I decided there would be time for only 2 picture book pitches so I chose the two best. I also had a middle grade novel to pitch and I had some postcards printed with an appropriate image and with all my contact details on the back…just so that it was a bit different to a business card.
The event was in Sydney so I left my farm early in the morning, drove down and negotiated the terrifying car park at Broadway, memorising the car park number and colour!
After meeting up with some familiar faces, we registered and finally the doors opened. It was a bit of a rush to locate the publisher’s table and then begin queuing. I had been given advice to pitch the work that I thought was the most worthy ( Wild Honey) although I had thought I would have a bit of a warm up with my Picture Books.
I pitched Wild Honey to Lynsay Knight, Publisher at Walker books and she was most attentive and responsive and asked me to send her the manuscript. I then pitched 2 of my Picture books to Catriona Murdie from Penguin Random House and she too was very responsive.

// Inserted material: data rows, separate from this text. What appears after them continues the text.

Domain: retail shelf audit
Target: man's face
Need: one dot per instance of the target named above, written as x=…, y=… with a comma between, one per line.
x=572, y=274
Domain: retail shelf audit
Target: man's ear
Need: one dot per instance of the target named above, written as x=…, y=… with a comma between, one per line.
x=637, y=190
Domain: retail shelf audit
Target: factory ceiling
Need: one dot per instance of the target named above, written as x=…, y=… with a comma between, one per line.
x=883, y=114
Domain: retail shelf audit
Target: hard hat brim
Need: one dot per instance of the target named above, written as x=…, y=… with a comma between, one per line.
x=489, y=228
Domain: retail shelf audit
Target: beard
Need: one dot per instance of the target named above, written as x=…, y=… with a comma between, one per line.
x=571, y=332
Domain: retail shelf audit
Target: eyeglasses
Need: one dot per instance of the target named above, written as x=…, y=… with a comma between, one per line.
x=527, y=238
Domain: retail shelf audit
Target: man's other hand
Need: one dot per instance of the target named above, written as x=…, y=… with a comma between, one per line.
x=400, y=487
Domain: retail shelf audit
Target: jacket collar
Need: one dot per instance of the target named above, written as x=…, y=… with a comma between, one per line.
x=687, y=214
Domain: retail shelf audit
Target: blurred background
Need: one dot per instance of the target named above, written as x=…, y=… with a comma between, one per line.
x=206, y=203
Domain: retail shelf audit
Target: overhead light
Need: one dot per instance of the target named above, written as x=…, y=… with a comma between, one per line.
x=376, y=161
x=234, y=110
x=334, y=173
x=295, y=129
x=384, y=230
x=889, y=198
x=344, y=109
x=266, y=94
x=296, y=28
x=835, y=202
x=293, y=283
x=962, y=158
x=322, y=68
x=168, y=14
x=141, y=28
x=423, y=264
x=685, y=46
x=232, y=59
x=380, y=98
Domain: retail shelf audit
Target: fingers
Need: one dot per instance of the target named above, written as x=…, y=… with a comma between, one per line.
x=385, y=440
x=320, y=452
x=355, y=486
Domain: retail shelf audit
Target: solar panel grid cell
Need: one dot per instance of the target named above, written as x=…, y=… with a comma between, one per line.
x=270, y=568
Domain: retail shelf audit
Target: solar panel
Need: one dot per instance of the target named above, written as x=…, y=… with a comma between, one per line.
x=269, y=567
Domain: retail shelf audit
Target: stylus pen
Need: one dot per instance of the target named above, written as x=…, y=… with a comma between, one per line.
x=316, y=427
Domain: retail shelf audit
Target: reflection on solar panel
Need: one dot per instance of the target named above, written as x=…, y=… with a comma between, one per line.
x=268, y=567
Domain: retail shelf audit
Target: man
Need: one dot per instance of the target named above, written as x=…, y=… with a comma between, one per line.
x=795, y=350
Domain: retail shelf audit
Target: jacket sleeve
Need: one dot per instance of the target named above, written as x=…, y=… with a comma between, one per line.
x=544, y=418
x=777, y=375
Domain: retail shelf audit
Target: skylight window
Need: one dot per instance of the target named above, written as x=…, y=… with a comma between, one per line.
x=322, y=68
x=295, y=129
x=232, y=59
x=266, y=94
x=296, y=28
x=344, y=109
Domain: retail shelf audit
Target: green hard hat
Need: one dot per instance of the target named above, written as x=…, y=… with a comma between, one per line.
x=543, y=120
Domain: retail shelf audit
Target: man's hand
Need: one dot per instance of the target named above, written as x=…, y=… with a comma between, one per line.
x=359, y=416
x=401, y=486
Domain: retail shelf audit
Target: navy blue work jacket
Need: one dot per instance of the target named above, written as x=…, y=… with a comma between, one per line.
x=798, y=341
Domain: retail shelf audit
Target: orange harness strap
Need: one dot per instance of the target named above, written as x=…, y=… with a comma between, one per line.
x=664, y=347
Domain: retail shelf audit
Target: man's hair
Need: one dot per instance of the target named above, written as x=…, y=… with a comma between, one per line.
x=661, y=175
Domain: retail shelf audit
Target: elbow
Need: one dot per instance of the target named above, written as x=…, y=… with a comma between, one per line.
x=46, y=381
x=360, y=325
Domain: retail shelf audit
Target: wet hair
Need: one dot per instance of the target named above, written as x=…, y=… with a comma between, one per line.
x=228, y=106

I just had time to rejoin the Walker queue and pitch the same Picture books this time to Lynsay Knight.
It was all over in about two hours and with a sigh of relief, a group of us headed for a nearby pub to debrief and have a sip or two with a bowl of wedges to help with our recovery.
In summary the exercise was very worthwhile because it made you evaluate your work, define the themes and the qualities that your work might have to make it stand out in the marketplace. And we came away with some valuable business cards and contacts.
And I finally found the car, after wandering in Level1 Red, then remembering it was Level1A Red; who designs these mezzanine structures?